Per gli appassionati di arte bizantina, il pezzo forte della città è comunque a mio avviso il museo di cultura bizantina, che oltre a notevoli mosaici, presenta vasellame, gioielli, sculture e altre opere d’arte del periodo.
Naturalmente anche il museo archeologico è un must: non dimentichiamo che siamo in Grecia ed il museo contiene così tanti reperti che in molti altri Paesi del mondo ne potrebbero fare 3, di musei!
I più importanti sono certamente i pezzi rinvenuti nella tomba di Filippo il Macedone, padre di Alessandro Magno, scoperta in un sito non lontano dalla Città.
Un vero capolavoro all’aperto è invece l’arco Galerio, con i pilastri di sostegno molto ben conservati, decorati in tutti i lati con scene di vita dell’imperatore.
E’ impossibile non soffermarsi a pensare come in Paesi come la Grecia (che probabilmente trova rivali solo nell’Italia e nella Turchia) un tale incredibile capolavoro dell’arte antica, sia immerso nella vita quotidiana della gente, che passeggia indifferente a pochi metri e ci appoggia pure le biciclette, senza degnare le meravigliose scene scolpite di uno sguardo!
Non mancano altri siti archeologici all’aperto, come l’antica Agorà, che visitiamo prudentemente di buon mattino, per evitare la canicola della parte centrale della giornata
Ma a Salonicco è bello anche percorrere le vie e il lungomare intorno a Piazza Aristotele, sempre trafficate e piene di gente, fermandosi in uno dei numerosi caffè, oppure inoltrarsi nel pittoresco mercato quotidiano, dove la zona riservata alla vendita del pesce e delle carni sono uno spunto inesauribile per fotografare le variopinte bancarelle.
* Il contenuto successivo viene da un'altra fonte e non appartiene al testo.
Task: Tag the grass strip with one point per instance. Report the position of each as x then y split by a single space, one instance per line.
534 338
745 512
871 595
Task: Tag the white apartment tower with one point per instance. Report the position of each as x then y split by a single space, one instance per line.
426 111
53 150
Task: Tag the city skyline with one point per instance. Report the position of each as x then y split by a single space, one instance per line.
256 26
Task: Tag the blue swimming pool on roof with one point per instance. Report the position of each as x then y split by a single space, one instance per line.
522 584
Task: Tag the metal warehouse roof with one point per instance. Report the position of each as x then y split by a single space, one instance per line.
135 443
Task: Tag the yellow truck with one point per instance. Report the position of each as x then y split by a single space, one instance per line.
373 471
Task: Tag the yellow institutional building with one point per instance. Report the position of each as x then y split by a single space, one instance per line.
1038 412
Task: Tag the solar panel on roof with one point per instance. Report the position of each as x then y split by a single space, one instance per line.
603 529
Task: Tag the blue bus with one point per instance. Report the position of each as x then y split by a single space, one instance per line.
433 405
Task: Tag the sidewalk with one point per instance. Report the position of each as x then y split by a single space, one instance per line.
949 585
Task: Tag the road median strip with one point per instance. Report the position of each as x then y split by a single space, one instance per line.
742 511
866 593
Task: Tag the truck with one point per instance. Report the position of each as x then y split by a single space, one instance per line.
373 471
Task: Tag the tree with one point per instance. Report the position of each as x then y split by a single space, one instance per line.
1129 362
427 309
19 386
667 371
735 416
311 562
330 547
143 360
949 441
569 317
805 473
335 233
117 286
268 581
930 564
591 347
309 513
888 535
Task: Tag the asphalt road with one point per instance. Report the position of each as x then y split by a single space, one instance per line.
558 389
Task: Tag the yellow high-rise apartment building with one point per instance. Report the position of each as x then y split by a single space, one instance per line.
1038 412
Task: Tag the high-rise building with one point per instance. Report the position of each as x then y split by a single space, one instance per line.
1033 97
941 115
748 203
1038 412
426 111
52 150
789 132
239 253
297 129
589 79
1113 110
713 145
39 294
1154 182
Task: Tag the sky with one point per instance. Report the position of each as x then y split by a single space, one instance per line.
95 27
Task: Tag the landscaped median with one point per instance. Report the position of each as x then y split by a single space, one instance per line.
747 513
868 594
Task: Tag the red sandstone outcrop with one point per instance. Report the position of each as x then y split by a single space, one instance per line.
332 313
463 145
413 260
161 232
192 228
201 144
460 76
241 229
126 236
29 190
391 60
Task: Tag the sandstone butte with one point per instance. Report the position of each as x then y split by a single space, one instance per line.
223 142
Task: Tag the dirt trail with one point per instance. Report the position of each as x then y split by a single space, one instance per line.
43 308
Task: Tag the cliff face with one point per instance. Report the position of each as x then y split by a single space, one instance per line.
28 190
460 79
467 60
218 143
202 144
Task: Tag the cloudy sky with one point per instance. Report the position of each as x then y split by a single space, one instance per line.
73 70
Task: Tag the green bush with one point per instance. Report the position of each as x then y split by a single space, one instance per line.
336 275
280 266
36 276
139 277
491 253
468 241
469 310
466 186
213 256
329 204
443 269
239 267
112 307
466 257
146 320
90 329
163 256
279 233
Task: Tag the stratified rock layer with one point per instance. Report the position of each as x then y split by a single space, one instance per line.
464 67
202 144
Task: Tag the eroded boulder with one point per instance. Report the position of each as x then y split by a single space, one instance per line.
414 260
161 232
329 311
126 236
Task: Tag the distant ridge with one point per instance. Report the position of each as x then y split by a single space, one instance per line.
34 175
Intorno, una folla vociante e sempre in movimento, camerieri che portano caffè da un negozio all’altro, massaie che si ritrovano per fare due chiacchiere, anziani che passeggiano ed osservano la merce esposta.
La sera, invece, il cuore pulsante della vita cittadina è sul lungomare che termina con la torre medioevale chiamata Torre Bianca, simbolo inconfondibile della seconda città della Grecia.
La torre ha assunto la forma attuale nel XV secolo e, benchè ora sia un punto di riferimento per la città, ha una sinistra fama: fu utilizzata dai Giannizzeri come prigione per i condannati a morte e dai turchi come prigione e luogo di tortura, tanto che fu chiamata la torre del sangue.
Ma Salonicco è ricordata anche per essere la patria dei Santi Cirillo e Metodio, inventori dell’alfabeto cirillico. Certamente è una città che da sola merita almeno 3-4 giorni di visita e la lista dei monumenti che ho citato è solo parziale. La zona è spesso trascurata dal turismo, perché chi si reca in Grecia preferisce le isole o, se interessato alla storia, punta di più verso Atene e il Peloponneso. Tuttavia escludere questa zona dalla visita della Grecia significa senza dubbio non poter dire di avere davvero visto tutte le cose più importanti di questo meraviglioso Paese!